In one example of the present invention, the ethyl acetate solvent fraction obtained by fractionizing the Cinnamomum cassia extract with ethyl acetate was eluted using silica gel (normal phase) and chloroform:methanol as an elution solvent, and them the isolated isolate was subject to concentration drying.
In one example, the isolate of the Cinnamomum cassia extract exhibits the NO inhibition rate of 4% or more, 7% or more, 15% or more, 20% or more, 50% or more or 60% or more. In a preferable aspect, the fraction exhibits the NO inhibition rate of 60% to 100%, 70 to 100% or 75% to 100%.

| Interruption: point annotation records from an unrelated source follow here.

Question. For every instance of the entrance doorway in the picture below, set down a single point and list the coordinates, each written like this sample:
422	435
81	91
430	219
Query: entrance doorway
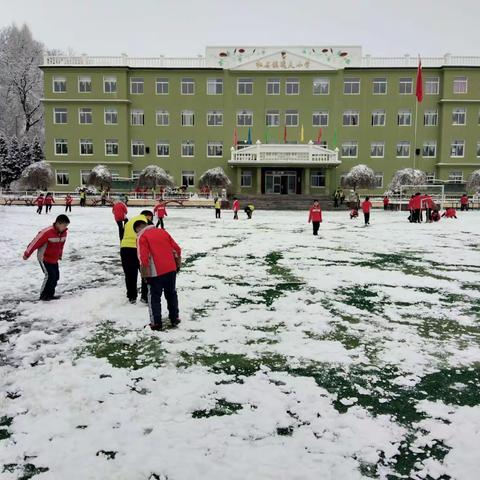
281	182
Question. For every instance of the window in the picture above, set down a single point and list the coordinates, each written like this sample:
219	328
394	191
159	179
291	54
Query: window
188	149
59	115
291	118
246	179
378	180
84	174
459	116
244	118
244	86
432	86
378	118
136	85
379	86
460	85
188	178
188	118
292	86
187	86
163	149
403	149
273	86
214	86
59	84
111	116
272	118
430	118
62	176
429	149
455	177
161	86
457	148
86	146
321	86
110	84
162	118
320	118
377	149
350	149
351	118
84	84
111	147
405	86
137	117
317	178
85	116
61	146
404	118
215	149
215	118
351	86
138	148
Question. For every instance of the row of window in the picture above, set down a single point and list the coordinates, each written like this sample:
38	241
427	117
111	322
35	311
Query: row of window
349	149
273	86
272	117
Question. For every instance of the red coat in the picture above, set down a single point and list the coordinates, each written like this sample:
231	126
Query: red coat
366	206
160	210
120	211
155	249
49	244
315	214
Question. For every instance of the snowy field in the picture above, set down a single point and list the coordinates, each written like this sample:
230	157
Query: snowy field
352	355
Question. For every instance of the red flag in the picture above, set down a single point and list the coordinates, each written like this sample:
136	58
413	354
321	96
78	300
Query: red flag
419	87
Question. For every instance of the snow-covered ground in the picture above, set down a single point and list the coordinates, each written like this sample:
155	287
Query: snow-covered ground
352	355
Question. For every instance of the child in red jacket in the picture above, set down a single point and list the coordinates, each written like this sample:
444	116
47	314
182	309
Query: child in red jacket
315	216
49	243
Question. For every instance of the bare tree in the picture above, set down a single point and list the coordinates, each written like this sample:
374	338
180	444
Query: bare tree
360	176
37	176
21	81
153	176
214	178
100	177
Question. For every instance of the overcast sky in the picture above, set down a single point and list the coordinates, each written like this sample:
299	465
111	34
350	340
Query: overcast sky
185	27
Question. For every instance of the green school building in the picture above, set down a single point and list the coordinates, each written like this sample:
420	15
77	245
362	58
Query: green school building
278	120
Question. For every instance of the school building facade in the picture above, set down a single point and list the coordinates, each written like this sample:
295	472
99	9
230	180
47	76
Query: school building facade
278	120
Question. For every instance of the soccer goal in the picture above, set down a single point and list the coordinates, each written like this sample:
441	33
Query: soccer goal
437	192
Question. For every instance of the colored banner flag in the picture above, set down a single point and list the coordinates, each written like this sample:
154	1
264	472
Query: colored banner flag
419	86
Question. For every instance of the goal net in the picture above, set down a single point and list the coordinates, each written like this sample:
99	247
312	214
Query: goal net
437	192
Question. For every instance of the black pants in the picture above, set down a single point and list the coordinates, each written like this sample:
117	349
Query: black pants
52	275
121	228
131	268
166	284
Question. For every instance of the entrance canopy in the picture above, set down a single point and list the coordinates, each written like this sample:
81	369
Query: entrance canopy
264	155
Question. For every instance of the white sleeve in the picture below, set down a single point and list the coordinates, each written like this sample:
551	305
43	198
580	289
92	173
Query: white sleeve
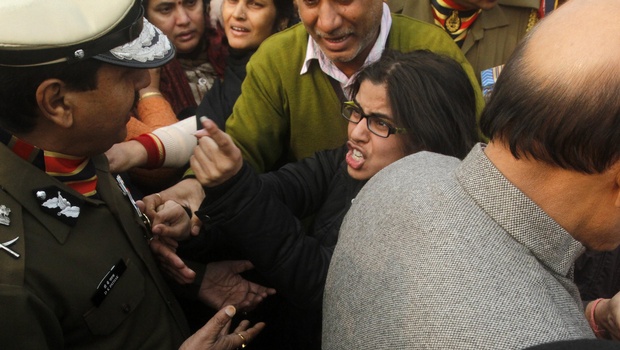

In addition, a specific active ingredient may be isolated by separation and purification by the aforementioned chromatography from the Cinnamomum cassia isolate. The separated and purified active ingredient refers to a single substance showing physiological activity.
In one example, the separated and purified active ingredient according to the present invention may be obtained using the chromatography and/or Prep-HPLC (preparative high-performance liquid chromatography) for the isolate. Then, as a column for HPLC, a C-18 reversed-phase column may be used, and as an elution solvent, acetonitrile and water may be used, but not limited thereto.
In one example, the separated and purified active ingredient according to the present invention may be selected from the group consisting of compounds represented by Chemical formulas 1 to 6 below.
The Cinnamomum cassia extract, fraction of the extract or isolate of the fraction comprised in the composition according to the present invention may comprise 1 kind or more, 2 kinds or more, 3 kinds or more, 4 kinds or more, 5 kinds or more, 6 kinds, 1 kind to 2 kinds, 1 kind to 3 kinds, 1 kind to 4 kinds, 1 kind to 5 kinds, 1 kind to 6 kinds, 2 kinds to 3 kinds, 2 kinds to 4 kinds, 2 kinds to 5 kinds, 2 kinds to 6 kinds, 3 kinds to 4 kinds, 3 kinds to 5 kinds, 3 kinds to 6 kinds, 4 kinds to 5 kinds, 4 kinds to 6 kinds, or 5 kinds to 6 kinds selected from the group consisting of compounds represented by the Chemical formulas 1 to 6.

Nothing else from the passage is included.